PETALING JAYA: Analysts are mixed in terms of their outlook for Genetec Technology Bhd despite the company potentially benefiting from favourable regulatory outlook for full self-driving technology in North America and promising outlook in the electric vehicle (EV) assembly and electronics component manufacturing industry.
Genetec posted a net profit of RM4.77mil for the first quarter ended Sep 30, 2024 (1Q24), on the back of RM40.2mil revenue. There are no year-on-year comparative figures as the group has changed its financial year end from March 31 to June 30.
Compared with the preceding quarter ended June 30, 2024, Genetec’s net profit declined 53% from RM10.16mil, while revenue fell 21.9% from RM51.49mil.
CGS International Research (CGSI Research) said the weak performance was largely expected and was attributed to a significant fall in revenue due to order deferments by its key EV and automotive customers ahead of the recently concluded US presidential election.
“We understand that manufacturers were unwilling to commit to sizeable factory expansion spending until there was visibility on the automotive and trade-related policies from the United States government.
“While the first quarter ending Sept 30 2025 earnings made up just 8% and 9% of our and Bloomberg consensus’ estimates, our base case is that orders from the key customers will normalise in the second half of financial year ending June 30, 2025,” it stated.
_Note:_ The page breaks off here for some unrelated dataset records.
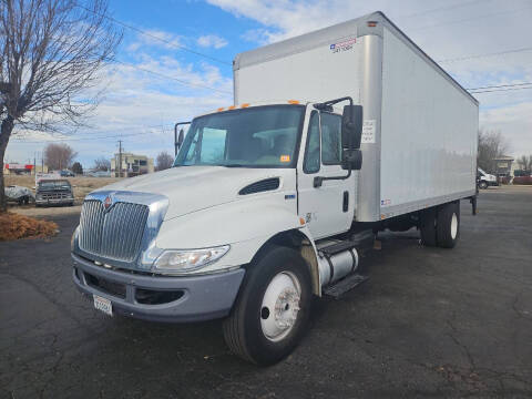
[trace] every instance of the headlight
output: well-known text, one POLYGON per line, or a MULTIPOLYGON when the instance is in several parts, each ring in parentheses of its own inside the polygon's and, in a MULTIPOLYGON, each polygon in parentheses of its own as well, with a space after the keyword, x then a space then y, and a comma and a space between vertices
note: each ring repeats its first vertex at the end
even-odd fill
POLYGON ((165 250, 155 260, 155 268, 160 272, 186 273, 197 270, 227 254, 229 245, 214 248, 192 250, 165 250))
POLYGON ((75 239, 78 238, 78 231, 80 229, 80 226, 75 227, 74 233, 72 233, 72 237, 70 238, 70 250, 74 250, 74 243, 75 239))

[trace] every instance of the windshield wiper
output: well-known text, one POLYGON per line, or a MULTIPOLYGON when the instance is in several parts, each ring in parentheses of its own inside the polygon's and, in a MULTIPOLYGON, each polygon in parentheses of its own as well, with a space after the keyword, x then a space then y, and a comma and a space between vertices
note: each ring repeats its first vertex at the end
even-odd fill
POLYGON ((224 166, 224 167, 247 167, 249 165, 244 165, 244 164, 221 164, 216 166, 224 166))

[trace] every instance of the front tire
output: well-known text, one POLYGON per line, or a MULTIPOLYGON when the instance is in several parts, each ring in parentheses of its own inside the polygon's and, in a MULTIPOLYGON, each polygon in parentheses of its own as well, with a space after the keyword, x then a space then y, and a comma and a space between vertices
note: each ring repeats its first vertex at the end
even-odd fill
POLYGON ((224 337, 241 358, 260 366, 288 356, 301 339, 310 314, 311 277, 296 250, 272 247, 246 273, 224 337))

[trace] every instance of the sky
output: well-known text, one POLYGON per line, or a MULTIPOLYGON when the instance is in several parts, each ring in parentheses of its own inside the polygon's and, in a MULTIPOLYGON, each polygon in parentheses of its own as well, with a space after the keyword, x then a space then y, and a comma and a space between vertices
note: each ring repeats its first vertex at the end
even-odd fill
MULTIPOLYGON (((126 152, 173 154, 175 122, 233 103, 237 53, 377 10, 467 89, 532 82, 532 0, 110 0, 109 8, 127 27, 117 62, 101 73, 104 96, 89 126, 19 131, 8 163, 39 163, 49 142, 71 145, 85 170, 112 157, 119 140, 126 152)), ((474 96, 480 127, 500 131, 509 155, 532 154, 532 86, 474 96)))

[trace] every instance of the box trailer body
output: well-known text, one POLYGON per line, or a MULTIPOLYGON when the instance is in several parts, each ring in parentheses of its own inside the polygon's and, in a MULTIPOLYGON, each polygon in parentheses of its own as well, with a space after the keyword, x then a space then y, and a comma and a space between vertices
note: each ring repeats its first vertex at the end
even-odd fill
POLYGON ((232 351, 269 365, 313 295, 368 278, 379 232, 456 245, 478 103, 380 12, 242 53, 234 84, 233 105, 176 124, 174 167, 85 197, 73 280, 108 315, 224 318, 232 351))
POLYGON ((475 193, 477 100, 382 13, 238 54, 235 104, 350 95, 364 108, 356 219, 475 193))

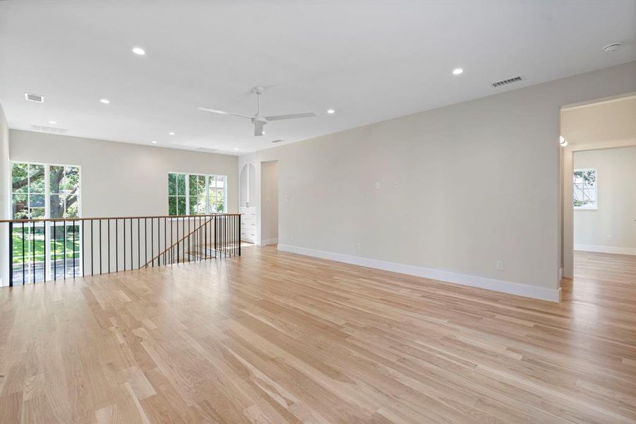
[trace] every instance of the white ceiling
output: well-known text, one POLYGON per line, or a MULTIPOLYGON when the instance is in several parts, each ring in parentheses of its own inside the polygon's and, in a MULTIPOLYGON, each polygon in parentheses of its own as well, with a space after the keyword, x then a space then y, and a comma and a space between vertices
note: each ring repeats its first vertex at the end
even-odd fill
POLYGON ((0 2, 11 128, 231 154, 635 59, 635 0, 0 2), (257 138, 247 119, 196 110, 251 114, 257 85, 265 114, 318 117, 271 122, 257 138))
Delays in winning utility-scale projects had led to lower battery energy storage system sales volume of 30 megawatt hour (MWh), 100MWh and 150MWh in financial year 2025 (FY25), FY26, and FY26 – as compared to 90MWh to 210MWh previously.
This consequently led CGSI Research to cut its FY25 and FY26 earnings per share forecasts by 12% to 16%.
“We also cut our sales growth assumptions for its core automation business in FY25 to FY27 to account for potential policy-related headwinds in the industry.
“We expect profits for FY25 to be back-end loaded given the change in accounting policy and timing of pick-up in order flows,” the research house added.
On the other hand, CIMB Research said it expects stronger order book replenishment from the second half of FY25 onwards and added “in the meantime, we expect the group to recognise a substantial amount of its contract assets, amounting to RM170mil as of Sep 30, 2024, in the upcoming quarters”.
CIMB Research noted that the group is of view that it stands to benefit from a favourable regulatory outlook for full self-driving technology adoption in North America, given its position as a preferred manufacturing partner for its key customer.
It also foresees promising opportunities in EV assembly and electronics components manufacturing for EVs and hybrid vehicles, signalling a positive diversification strategy beyond battery cells.
Genetec’s order backlog stood at RM204mil as at end-September 2024, with 99% related to the EVs segment, and 1% to the consumer electronics segment.
The group added RM40.7mil in new orders in the first quarter, reflecting signs of demand recovery after the lack of new order replenishment in the previous quarter.
Meanwhile, the disposal of 51%-stake in CLT Engineering by the first quarter of next year will allow Genetec to gain RM291,000 from the proposed disposal.
“We believe the proposed disposal will be positive for the group and remove the earnings drag from CLT,” CIMB Research added. It has raised Genetec’s target price to RM1.70 from RM1.50 previously after the quarterly results.